KERSHAW COUNTY, SC — Thousands turned out Saturday for the annual Marion du Pont Scott Colonial Cup at the Springdale Race Course in Camden.
“I think this is the biggest attendance we’ve had yet,” said Teri Leigh Teed, assistant director for the Carolina Cup Racing Association.
Teed said the organization wouldn’t have final numbers for the steeplechase event, now in its 43rd year, until later in the week but suspected the turnout was due to milder weather than the cup has had in recent years.
The larger crowds also may be from those who took advantage of the cup’s salute to the armed forces.

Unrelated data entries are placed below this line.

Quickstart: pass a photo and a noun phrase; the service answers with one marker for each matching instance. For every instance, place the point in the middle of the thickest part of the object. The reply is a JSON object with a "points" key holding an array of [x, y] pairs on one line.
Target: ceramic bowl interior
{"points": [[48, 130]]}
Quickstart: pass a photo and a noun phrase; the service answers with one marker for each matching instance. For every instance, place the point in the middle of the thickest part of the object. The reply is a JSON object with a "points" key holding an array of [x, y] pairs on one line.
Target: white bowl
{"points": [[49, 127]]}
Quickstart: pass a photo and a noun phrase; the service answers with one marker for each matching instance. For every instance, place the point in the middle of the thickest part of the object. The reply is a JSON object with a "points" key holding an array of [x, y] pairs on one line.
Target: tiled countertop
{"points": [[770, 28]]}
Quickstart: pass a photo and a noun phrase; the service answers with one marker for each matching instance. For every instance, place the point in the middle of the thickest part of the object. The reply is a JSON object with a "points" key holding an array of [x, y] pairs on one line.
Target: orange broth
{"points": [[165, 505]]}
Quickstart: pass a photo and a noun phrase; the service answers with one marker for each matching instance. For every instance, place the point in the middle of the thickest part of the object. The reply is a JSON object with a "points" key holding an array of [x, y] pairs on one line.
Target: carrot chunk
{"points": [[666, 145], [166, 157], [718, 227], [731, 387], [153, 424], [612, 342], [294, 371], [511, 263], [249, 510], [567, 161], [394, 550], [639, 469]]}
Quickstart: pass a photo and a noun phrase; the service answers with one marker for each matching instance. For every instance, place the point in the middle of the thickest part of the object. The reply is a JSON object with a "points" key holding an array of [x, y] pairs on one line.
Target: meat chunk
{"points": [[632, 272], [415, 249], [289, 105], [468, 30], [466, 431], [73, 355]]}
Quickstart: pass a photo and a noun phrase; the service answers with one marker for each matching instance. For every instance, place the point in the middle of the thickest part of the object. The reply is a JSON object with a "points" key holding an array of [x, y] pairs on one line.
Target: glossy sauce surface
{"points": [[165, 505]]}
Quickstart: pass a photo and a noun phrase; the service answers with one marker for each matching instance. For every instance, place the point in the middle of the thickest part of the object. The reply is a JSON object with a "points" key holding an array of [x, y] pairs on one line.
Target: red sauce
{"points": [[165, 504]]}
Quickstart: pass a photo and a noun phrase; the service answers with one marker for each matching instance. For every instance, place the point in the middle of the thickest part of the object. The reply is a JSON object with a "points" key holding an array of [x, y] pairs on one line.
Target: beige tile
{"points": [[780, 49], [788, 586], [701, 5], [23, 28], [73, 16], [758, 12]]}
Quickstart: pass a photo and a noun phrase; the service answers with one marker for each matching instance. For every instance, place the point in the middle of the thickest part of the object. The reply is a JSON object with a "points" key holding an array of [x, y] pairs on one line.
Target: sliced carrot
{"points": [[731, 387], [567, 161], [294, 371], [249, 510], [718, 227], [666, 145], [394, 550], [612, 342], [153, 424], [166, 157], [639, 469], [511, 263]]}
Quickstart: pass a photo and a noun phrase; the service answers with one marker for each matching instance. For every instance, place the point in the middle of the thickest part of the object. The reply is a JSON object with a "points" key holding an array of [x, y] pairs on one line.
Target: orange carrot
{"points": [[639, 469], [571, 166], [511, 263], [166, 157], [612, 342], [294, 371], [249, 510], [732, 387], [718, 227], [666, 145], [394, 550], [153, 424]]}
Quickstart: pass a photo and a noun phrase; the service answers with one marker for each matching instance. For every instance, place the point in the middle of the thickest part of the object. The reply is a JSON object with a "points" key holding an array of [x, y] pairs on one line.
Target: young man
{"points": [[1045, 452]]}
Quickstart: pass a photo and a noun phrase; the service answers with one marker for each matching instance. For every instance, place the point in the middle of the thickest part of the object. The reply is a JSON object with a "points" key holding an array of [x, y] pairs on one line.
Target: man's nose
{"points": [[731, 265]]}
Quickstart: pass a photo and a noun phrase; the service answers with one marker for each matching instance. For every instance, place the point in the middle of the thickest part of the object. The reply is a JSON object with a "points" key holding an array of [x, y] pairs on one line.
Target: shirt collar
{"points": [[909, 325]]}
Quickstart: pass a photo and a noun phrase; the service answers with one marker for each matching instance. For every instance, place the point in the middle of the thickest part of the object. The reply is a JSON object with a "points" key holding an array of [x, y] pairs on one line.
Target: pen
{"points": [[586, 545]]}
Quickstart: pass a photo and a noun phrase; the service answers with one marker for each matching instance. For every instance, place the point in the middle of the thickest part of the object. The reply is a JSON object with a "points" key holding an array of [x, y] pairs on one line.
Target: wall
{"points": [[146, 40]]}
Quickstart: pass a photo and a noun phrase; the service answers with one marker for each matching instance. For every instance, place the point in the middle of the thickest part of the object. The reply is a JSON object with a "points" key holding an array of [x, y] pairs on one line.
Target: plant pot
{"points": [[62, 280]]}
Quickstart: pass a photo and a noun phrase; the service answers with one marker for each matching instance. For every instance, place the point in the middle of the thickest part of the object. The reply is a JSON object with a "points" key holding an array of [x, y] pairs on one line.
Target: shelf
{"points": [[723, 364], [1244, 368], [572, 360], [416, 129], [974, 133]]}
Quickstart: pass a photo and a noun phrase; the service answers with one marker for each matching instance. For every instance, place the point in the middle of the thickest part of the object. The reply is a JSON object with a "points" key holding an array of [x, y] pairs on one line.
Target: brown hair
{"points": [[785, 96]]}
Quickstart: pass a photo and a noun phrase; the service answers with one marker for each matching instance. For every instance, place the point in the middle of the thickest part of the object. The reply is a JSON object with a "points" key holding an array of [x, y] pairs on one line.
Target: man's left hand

The event traditionally honors members of the military with free passes, and this year was no different.
The cup issued 3,000 general-admission passes and an additional 500 parking spaces to those stationed at area military bases.
While the Carolina Cup – the racing association’s Spring counterpart – has been known to draw crowds of 65,000 or more, the Colonial Cup is smaller in size but still well-attended, typically bringing in crowds of about 10,000-15,000 or more.

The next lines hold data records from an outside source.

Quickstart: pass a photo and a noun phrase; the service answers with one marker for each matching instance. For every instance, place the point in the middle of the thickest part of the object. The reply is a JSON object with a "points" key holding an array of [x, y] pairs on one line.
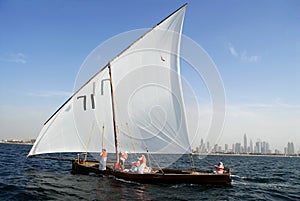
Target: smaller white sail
{"points": [[77, 125]]}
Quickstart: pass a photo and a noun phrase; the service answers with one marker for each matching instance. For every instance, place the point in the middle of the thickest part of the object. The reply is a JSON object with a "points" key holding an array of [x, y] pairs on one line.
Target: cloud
{"points": [[232, 50], [243, 56], [14, 58]]}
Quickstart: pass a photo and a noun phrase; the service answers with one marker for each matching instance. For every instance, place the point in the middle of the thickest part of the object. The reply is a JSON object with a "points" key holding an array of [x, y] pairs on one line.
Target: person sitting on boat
{"points": [[123, 158], [142, 166], [103, 158], [134, 166], [220, 168]]}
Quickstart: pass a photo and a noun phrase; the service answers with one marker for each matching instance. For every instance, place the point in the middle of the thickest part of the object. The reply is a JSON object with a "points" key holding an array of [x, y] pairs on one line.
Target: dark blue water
{"points": [[254, 178]]}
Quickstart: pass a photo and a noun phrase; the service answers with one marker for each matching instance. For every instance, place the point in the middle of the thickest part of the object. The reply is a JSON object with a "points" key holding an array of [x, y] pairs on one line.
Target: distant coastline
{"points": [[246, 154]]}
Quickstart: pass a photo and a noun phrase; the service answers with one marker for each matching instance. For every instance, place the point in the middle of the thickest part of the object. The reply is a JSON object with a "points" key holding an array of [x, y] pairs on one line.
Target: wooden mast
{"points": [[114, 114]]}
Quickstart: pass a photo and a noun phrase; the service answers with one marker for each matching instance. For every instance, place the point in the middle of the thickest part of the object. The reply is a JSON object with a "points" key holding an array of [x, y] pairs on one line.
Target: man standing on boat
{"points": [[123, 157], [220, 168], [142, 166], [103, 159]]}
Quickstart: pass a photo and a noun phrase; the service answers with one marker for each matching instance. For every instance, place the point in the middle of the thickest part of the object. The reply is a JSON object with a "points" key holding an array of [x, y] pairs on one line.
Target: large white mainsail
{"points": [[148, 101]]}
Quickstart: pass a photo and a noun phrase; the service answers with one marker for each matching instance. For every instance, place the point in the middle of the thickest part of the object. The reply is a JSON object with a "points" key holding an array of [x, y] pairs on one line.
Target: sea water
{"points": [[253, 178]]}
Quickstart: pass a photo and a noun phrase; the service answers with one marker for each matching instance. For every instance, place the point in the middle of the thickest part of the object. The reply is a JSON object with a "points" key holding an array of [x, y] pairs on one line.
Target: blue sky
{"points": [[254, 44]]}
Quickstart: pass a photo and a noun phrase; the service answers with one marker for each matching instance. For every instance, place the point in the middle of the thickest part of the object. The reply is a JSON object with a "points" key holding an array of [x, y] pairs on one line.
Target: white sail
{"points": [[148, 101], [77, 125], [148, 95]]}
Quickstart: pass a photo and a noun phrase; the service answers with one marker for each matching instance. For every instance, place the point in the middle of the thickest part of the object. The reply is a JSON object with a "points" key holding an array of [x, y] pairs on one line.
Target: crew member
{"points": [[103, 159], [123, 158], [220, 168], [142, 166]]}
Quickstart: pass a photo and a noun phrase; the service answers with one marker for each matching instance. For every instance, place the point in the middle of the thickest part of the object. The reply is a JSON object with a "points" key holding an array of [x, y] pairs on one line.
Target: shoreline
{"points": [[248, 155]]}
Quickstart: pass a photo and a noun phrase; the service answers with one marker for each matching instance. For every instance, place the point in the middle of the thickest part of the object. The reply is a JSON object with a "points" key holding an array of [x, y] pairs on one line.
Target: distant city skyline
{"points": [[260, 147], [254, 45]]}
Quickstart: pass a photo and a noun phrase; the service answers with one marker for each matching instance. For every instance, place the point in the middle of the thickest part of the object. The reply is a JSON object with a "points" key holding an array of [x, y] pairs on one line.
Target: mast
{"points": [[113, 112]]}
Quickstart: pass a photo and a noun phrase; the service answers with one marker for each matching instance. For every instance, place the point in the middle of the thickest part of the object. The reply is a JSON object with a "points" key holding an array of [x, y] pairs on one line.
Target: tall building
{"points": [[257, 148], [251, 146], [237, 148], [245, 144], [290, 149]]}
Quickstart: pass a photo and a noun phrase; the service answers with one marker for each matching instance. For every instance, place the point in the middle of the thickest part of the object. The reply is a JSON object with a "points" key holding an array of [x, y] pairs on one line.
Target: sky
{"points": [[255, 46]]}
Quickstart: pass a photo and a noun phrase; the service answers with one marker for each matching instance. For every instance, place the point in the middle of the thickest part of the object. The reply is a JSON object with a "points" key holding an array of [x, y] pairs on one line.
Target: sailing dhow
{"points": [[133, 103]]}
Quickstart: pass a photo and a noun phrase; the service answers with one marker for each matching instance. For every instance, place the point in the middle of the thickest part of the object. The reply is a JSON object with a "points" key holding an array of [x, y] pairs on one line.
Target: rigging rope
{"points": [[103, 136], [91, 134], [192, 161]]}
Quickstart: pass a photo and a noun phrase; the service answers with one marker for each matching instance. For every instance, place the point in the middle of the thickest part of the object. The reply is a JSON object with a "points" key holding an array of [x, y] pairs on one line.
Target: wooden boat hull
{"points": [[173, 177], [164, 176], [88, 167]]}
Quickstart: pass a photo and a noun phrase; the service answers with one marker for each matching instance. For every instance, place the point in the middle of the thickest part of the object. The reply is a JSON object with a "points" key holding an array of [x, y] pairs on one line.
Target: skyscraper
{"points": [[290, 148], [245, 144], [251, 146]]}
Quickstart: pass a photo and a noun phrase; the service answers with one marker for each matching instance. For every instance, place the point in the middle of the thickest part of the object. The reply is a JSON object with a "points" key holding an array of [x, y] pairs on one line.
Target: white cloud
{"points": [[14, 58], [243, 56], [232, 50]]}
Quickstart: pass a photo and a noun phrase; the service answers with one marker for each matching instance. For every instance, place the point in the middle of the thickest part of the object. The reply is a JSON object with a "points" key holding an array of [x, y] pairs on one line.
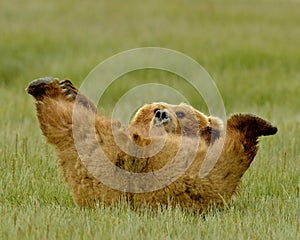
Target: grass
{"points": [[249, 48]]}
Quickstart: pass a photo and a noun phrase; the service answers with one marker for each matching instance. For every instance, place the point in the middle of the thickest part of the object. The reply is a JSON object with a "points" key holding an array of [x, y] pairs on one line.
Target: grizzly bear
{"points": [[160, 154]]}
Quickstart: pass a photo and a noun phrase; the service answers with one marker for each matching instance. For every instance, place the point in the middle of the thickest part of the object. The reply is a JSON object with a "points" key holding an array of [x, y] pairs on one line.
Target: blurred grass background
{"points": [[251, 50]]}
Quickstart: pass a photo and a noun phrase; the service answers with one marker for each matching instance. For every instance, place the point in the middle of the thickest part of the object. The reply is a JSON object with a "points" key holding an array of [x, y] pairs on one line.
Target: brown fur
{"points": [[55, 111]]}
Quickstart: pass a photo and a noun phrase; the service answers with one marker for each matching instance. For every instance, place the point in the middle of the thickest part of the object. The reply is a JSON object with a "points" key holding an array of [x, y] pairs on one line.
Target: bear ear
{"points": [[251, 125]]}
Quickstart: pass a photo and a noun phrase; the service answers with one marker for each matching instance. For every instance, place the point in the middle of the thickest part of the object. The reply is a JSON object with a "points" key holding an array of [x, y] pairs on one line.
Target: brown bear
{"points": [[98, 169]]}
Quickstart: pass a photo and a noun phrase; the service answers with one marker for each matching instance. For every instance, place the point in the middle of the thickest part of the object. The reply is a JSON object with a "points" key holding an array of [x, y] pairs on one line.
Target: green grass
{"points": [[251, 49]]}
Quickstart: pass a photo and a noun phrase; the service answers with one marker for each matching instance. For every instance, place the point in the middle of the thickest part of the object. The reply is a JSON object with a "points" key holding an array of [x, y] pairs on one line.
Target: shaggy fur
{"points": [[188, 131]]}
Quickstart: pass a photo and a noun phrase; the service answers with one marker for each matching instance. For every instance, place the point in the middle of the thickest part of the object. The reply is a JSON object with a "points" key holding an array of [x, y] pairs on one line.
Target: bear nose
{"points": [[161, 116]]}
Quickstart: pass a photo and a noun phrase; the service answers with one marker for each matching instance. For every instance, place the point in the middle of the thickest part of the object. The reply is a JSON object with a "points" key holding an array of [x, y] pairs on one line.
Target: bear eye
{"points": [[180, 114]]}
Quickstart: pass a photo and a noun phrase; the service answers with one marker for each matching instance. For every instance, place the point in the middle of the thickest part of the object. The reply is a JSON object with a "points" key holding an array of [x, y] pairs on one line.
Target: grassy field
{"points": [[250, 48]]}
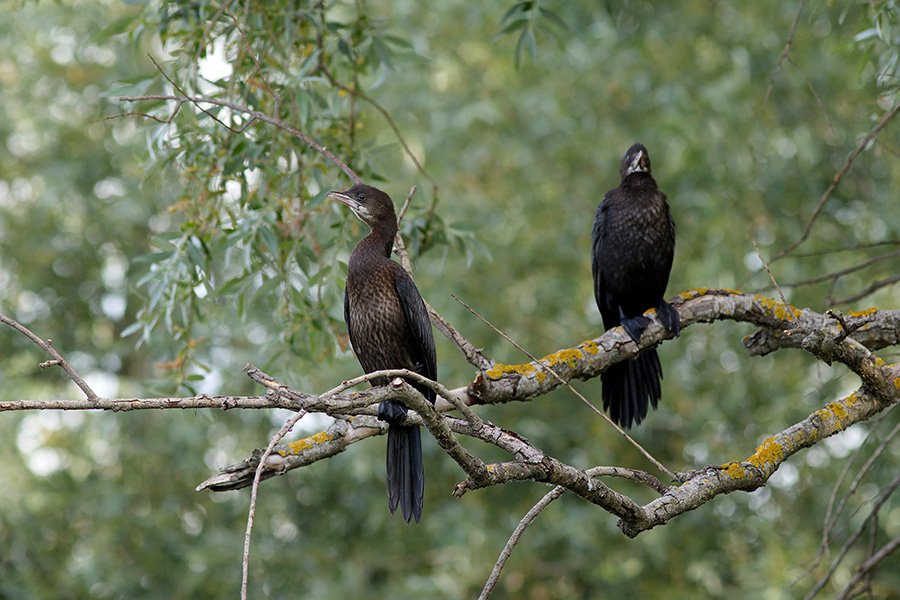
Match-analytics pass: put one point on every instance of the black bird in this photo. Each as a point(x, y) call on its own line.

“We love it,” said Susan Mason, of Rock Hill.
Mason had driven from the Upstate along with her father, Bo Lowry, to join her sister, Cecilia Stevenson, and about 16 others from the Fort Mill and Rock Hill areas. Throw in a group from Camden and the tailgating party had swelled to more than 30.
“It’s not as crowded. It’s friendly. And it’s easier to speak to people,” she said.
A longtime regular at the races, Mason says the cup has given her a chance to “really get to know the Camden crowd.”
The Camden connection? Cecilia’s husband, Leslie, is a local.
“So, once a year, you get to say ‘hey’ and give them all a big hug,” she said.
Also in the infield Saturday were Vicki and Robert Havens of Camden. The Havenses and about two dozen family members, friends and neighbors had set up several tables overflowing with platters of oysters, jalapeño poppers, barbecue, chicken, ham and finger foods.
“I think we’ve covered all the bases,” said Vicki Havens.
The lavish gathering, which now serves as the family’s Thanksgiving, was brought to the race course early Saturday morning in three truckloads.
“Now, getting it all back in the truck is when the real fun starts,” she said.